Sharp Ill-Posedness of the Euler Equations in Lorentz Spaces

TL;DR

This paper demonstrates that the endpoint Lorentz space condition for vortex stretching in 3D Euler equations is sharp by constructing data that cause norm inflation and blow-up, revealing ill-posedness for a broad class of initial conditions.

Contribution

It generalizes previous vortex ring constructions by allowing flexible support geometry and establishes sharp ill-posedness results in Lorentz spaces for the Euler equations.

Findings

Constructed initial data cause vorticity norm inflation.

Proved instantaneous blow-up for data with infinitely many rings.

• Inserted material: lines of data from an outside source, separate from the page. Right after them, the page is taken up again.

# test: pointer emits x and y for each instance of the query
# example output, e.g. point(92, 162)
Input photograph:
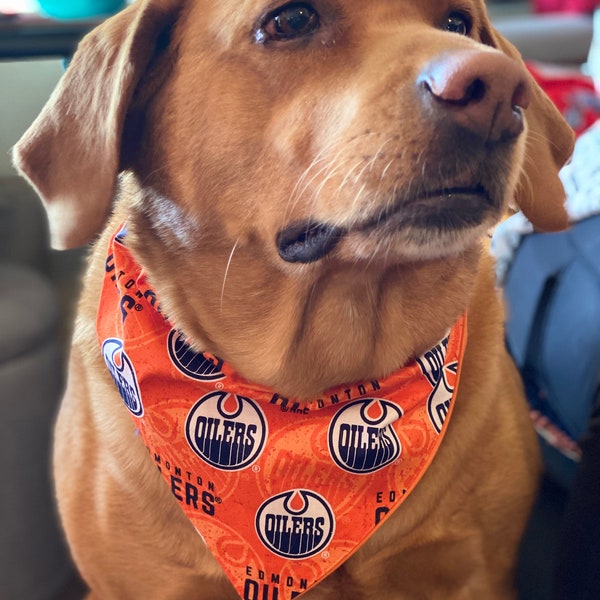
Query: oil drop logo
point(361, 436)
point(295, 524)
point(123, 374)
point(226, 430)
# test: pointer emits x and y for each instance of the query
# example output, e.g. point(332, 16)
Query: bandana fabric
point(282, 491)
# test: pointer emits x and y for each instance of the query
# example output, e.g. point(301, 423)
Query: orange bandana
point(282, 491)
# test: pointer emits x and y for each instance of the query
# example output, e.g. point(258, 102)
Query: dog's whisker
point(227, 273)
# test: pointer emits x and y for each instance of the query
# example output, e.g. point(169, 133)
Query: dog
point(304, 192)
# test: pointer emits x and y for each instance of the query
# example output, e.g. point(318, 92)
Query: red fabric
point(572, 6)
point(572, 93)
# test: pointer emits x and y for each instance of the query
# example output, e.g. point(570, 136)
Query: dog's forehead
point(228, 20)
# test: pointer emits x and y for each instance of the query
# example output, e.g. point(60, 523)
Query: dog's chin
point(430, 226)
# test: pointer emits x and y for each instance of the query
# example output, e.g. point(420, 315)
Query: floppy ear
point(549, 144)
point(71, 153)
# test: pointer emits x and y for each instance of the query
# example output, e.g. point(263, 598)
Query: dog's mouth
point(441, 210)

Established ill-posedness in Lorentz spaces for all q>1.

Abstract

We study vortex stretching for the three-dimensional axisymmetric Euler equations without swirl in vorticity formulation. Danchin (2007) established global existence and uniqueness for bounded vorticity $\omega_0$ provided $\omega_0/r$ lies in the endpoint Lorentz space $L^{3,1}(\mathbb{R}^3)$ (together with a decay assumption on $\omega_0$). We prove that this $L^{3,1}$ endpoint is sharp: for every Lorentz exponent $q>1$, we construct multi-ring data $\omega_0 \in L^\infty (\mathbb{R}^3)$ with $\omega_0/r\in L^{3,q}(\mathbb{R}^3)$ that produce $L^\infty$-norm inflation of the vorticity; moreover, within the same class, we obtain instantaneous blow-up from data with infinitely many rings. Our initial data are inspired by the Kim--Jeong dyadic ring superposition (2022), but we crucially generalize it by allowing flexible conical support geometry for the ring profile. In the regime where outer rings are dominant -- a multiscale viewpoint appearing in recent works including Kim--Jeong (2022) and Cordoba--Martinez-Zoroa--Zheng (2025) -- we obtain a forward-in-time ODE cascade for ring amplitudes and aspect ratios in which vortex stretching weakens its own future forcing: as a ring amplifies, incompressibility flattens it, the aspect ratio collapses, and the induced stretching coefficient is geometrically depleted. A key new ingredient is a profile-localization argument that freezes the relevant Biot--Savart kernel and makes this depletion explicit, enabling us to exploit a monotone "productive window" (controlled by the cone slope) together with an exact cascade identity. This propagates stretching across scales and gives a robust lower bound on cumulative stretching, yielding ill-posedness in the full range $q>1$.